After a few minutes my uncle said he was a bit confused "I don't understand how you can stretch a bone, bones are so hard." I told him that they'll break her femur in about two places. He was kind of shocked, "Are you serious? With everything else their going to do, their going to break her bone too? Oh my! That's terrible." (I'm add libbing since I'm translating from Spanish to English). I explained that the broken bones will be attached to the pins, the pins attached to the outside fixator. As we turn the fixator it pulls the bone apart, and new bone will grow. The bi-weekly appointments will show the doctor how the new bone is growing. The daily pin cleaning will help prevent infection. The daily physical therapy will help her tissue, muscles and ligaments grow and keep her knee mobile. It's pretty amazing. They both gave me some encouragement and offered to help any way possible.
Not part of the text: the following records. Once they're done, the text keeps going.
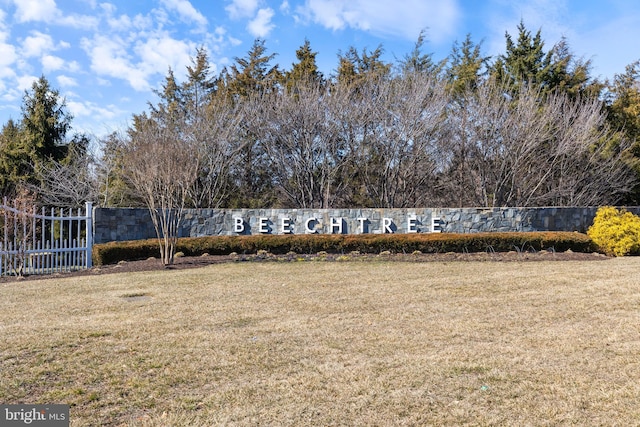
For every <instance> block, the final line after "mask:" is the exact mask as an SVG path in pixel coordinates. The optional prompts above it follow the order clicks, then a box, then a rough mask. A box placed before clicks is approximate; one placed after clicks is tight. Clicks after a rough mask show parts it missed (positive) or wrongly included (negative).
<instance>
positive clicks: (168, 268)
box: [0, 251, 608, 283]
mask: <svg viewBox="0 0 640 427" xmlns="http://www.w3.org/2000/svg"><path fill="white" fill-rule="evenodd" d="M606 259H608V257H607V256H605V255H602V254H598V253H581V252H571V251H567V252H547V251H541V252H515V251H514V252H478V253H442V254H387V255H385V254H381V255H373V254H349V255H341V254H316V255H299V254H287V255H277V256H276V255H224V256H213V255H207V256H200V257H179V258H176V259H175V262H174V264H173V265H171V266H168V267H165V266H163V265H162V263H161V262H160V260H159V259H155V258H151V259H147V260H141V261H122V262H120V263H118V264H113V265H102V266H96V267H93V268H91V269H88V270H81V271H74V272H69V273H55V274H52V275H32V276H25V277H22V278H17V277H11V276H8V277H0V283H3V282H13V281H23V280H38V279H51V278H55V277H60V278H64V277H76V276H90V275H102V274H112V273H129V272H140V271H160V270H183V269H189V268H199V267H205V266H208V265H213V264H222V263H229V262H344V261H347V260H348V261H353V262H373V261H381V260H384V261H393V262H470V261H483V262H536V261H602V260H606Z"/></svg>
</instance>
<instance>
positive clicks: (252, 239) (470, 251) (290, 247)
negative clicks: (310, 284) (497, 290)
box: [93, 232, 597, 266]
mask: <svg viewBox="0 0 640 427" xmlns="http://www.w3.org/2000/svg"><path fill="white" fill-rule="evenodd" d="M568 249H570V250H572V251H574V252H594V251H596V250H597V246H596V245H595V244H594V243H593V241H592V240H591V239H590V238H589V236H587V235H586V234H582V233H576V232H511V233H471V234H454V233H425V234H357V235H344V234H343V235H336V234H312V235H252V236H213V237H189V238H181V239H178V245H177V249H176V252H183V253H184V254H185V255H186V256H200V255H203V254H205V253H207V254H210V255H229V254H231V253H237V254H256V253H257V252H258V251H259V250H263V251H267V252H269V253H272V254H276V255H278V254H286V253H288V252H295V253H297V254H316V253H318V252H327V253H335V254H347V253H350V252H353V251H358V252H360V253H369V254H379V253H381V252H384V251H389V252H391V253H413V252H414V251H420V252H422V253H445V252H487V251H494V252H509V251H523V252H525V251H531V250H534V251H541V250H555V251H558V252H561V251H566V250H568ZM158 256H159V248H158V243H157V240H156V239H149V240H135V241H126V242H110V243H104V244H97V245H94V247H93V264H94V265H97V266H99V265H105V264H114V263H117V262H119V261H134V260H141V259H147V258H149V257H158Z"/></svg>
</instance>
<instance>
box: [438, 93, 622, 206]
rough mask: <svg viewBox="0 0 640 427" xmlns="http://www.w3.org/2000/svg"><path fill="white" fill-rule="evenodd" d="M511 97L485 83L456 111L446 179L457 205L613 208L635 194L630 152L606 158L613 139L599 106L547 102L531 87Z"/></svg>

The following day I was talking to my sister in law and shared my conversation with my aunt and uncle. I showed her some pictures as well ( a visual is always a great way to show people what a fixator is). She could hardly believe how long the pins were and how far out the fixator came out of the leg and just how big it is. There are two types of fixators, the round ones that look like a halo, and the straight rod type that go along the outside of the leg. Amaya will get the straight rod type, that will go from her upper thigh down to her shin. At her shin the rod arches across her leg. I explained that although Amaya will wear the fixator for ten months, only about four months of that time is spent growing new bone. The rest of the time is to allow the new bone to harden and heal so that when the fixator comes off, her leg will be strong and not break.
Each time I explain what will happen, and what the fixator looks like I'm a bit humbled, a bit nervous, a bit scared, and a lot hopeful.